Schneider G H, Sarrafzadeh A S, Kiening K L, Bardt T F, Unterberg A W, Lanksch W R
Department of Neurosurgery, Rudolf Virchow Medical Center, Humboldt University, Berlin, Federal Republic of Germany.
Acta Neurochir Suppl. 1998;71:62-5. doi: 10.1007/978-3-7091-6475-4_20.

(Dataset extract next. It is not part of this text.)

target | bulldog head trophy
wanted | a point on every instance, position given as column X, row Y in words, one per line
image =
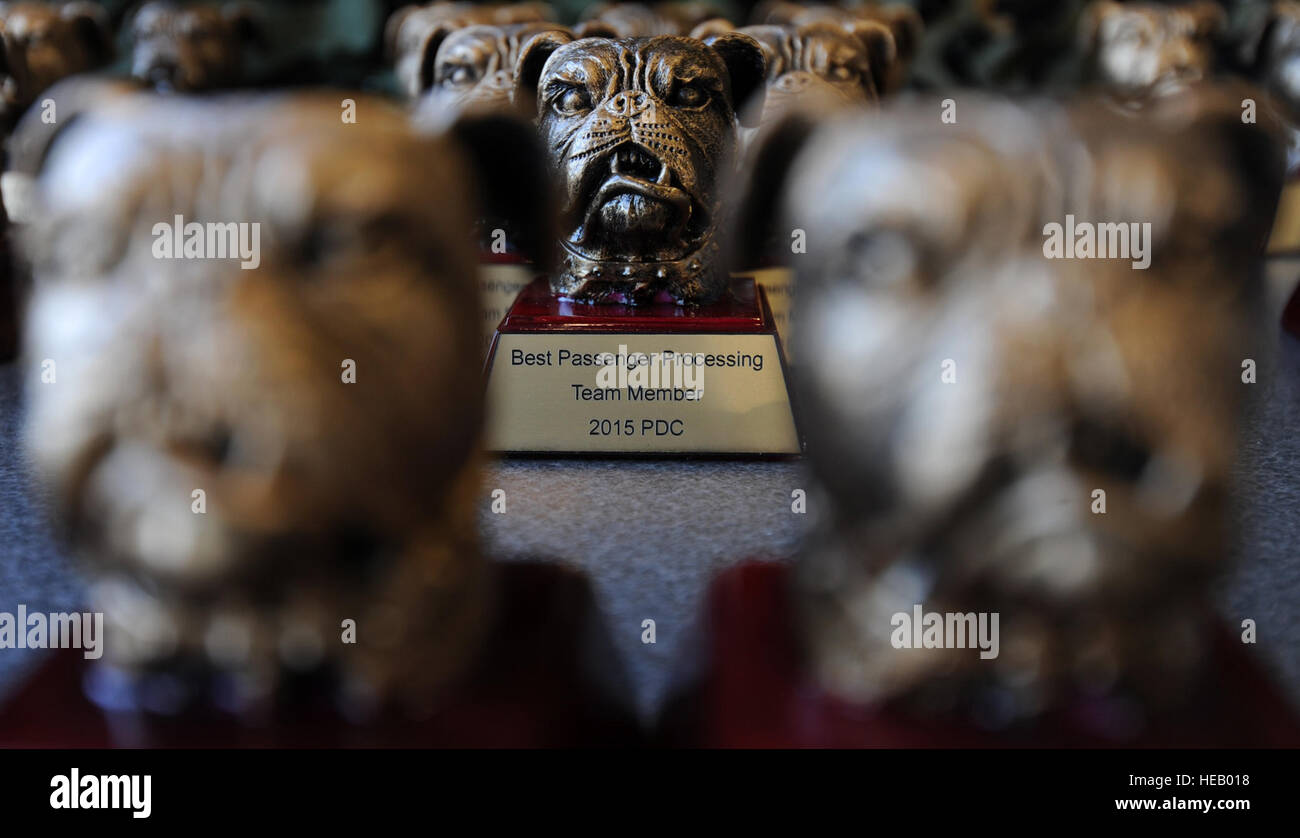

A harmful effect of prolonged hyperventilation on outcome has been shown in comatose patients after severe head injury. The purpose of this study was to assess the acute effect of moderate hyperventilation for treatment of intracranial hypertension (ICP < 20 mmHg) on invasively measured brain tissue-PO2 (PtiO2), PCO2 (PtiCO2) and pH (tipH) in severely head injured patients. 15 severely head injured patients (GCS < or = 8) were prospectively studied. Intracranial pressure (ICP), mean arterial blood pressure (MABP), cerebral perfusion pressure (CPP), endtidal CO2 (ETCO2), PtiO2, PtiCO2 and tipH (Paratrend or Licox microsensors) were continuously recorded using multimodal monitoring. Following a baseline period of 15 minutes, patients were hyperventilated for 10 minutes. Arterial blood gas analysis was done before, during and after hyperventilation. At least three hyperventilation maneuvers were performed per patient. For statistical analysis the Friedman test was used. Hyperventilation (paCO2: 32.4 +/- 0.6 to 27.7 +/- 0.5 mmHg) significantly reduced ICP from 25.3 +/- 1.5 to 14.2 +/- 1.9 mmHg (p < 0.01). As a consequence, CPP increased by 9.6 +/- 3.4 mmHg to 76.8 +/- 3.2 mmHg. Brain tissue PCO2 decreased from 37.5 +/- 1.3 to 34.6 +/- 1.2 while tipH increased from 7.13 to 7.16. In all patients, hyperventilation led to a reduction of brain tissue PO2 (PtiO2/Licox: 24.6 +/- 1.4 to 21.9 +/- 1.7 mmHg, n.s.; PtiO2/Paratrend: 35.8 +/- 4.3 to 31.9 +/- 4.0 mmHg, n.s.). In one case hyperventilation even had to be stopped after 7 min because the drop in brain tissue PO2 below 10 mmHg signalized imminent hypoxia. As well known, hyperventilation improves CPP due to a reduction in ICP. However, this does not ameliorate cerebral oxygenation as demonstrated by the decrease in PtiO2. This underlines that hyperventilation should only be used with caution in the treatment of intracranial hypertension.
严重颅脑损伤后昏迷患者中,已证实长时间过度通气对预后有有害影响。本研究的目的是评估中度过度通气治疗颅内高压(颅内压<20 mmHg)对严重颅脑损伤患者有创测量的脑组织氧分压(PtiO2)、二氧化碳分压(PtiCO2)和pH值(tipH)的急性影响。前瞻性研究了15例严重颅脑损伤患者(格拉斯哥昏迷评分≤8分)。使用多模态监测连续记录颅内压(ICP)、平均动脉血压(MABP)、脑灌注压(CPP)、呼气末二氧化碳分压(ETCO2)、PtiO2、PtiCO2和tipH(Paratrend或Licox微传感器)。在15分钟的基线期后,患者进行10分钟的过度通气。在过度通气前、期间和之后进行动脉血气分析。每位患者至少进行三次过度通气操作。统计分析采用Friedman检验。过度通气(动脉血二氧化碳分压:从32.4±0.6降至27.7±0.5 mmHg)使颅内压从25.3±1.5显著降至14.2±1.9 mmHg(p<0.01)。结果,脑灌注压增加9.6±3.4 mmHg至76.8±3.2 mmHg。脑组织二氧化碳分压从37.5±1.3降至34.6±1.2,而tipH从7.13升至7.16。在所有患者中,过度通气导致脑组织氧分压降低(Licox测量的PtiO2:从24.6±1.4降至21.9±1.7 mmHg,无统计学意义;Paratrend测量的PtiO2:从35.8±4.3降至31.9±4.0 mmHg,无统计学意义)。在1例患者中,过度通气7分钟后甚至不得不停止,因为脑组织氧分压降至10 mmHg以下表明即将出现缺氧。众所周知,过度通气由于颅内压降低而改善脑灌注压。然而,如PtiO2降低所示,这并未改善脑氧合。这强调了过度通气在治疗颅内高压时应谨慎使用。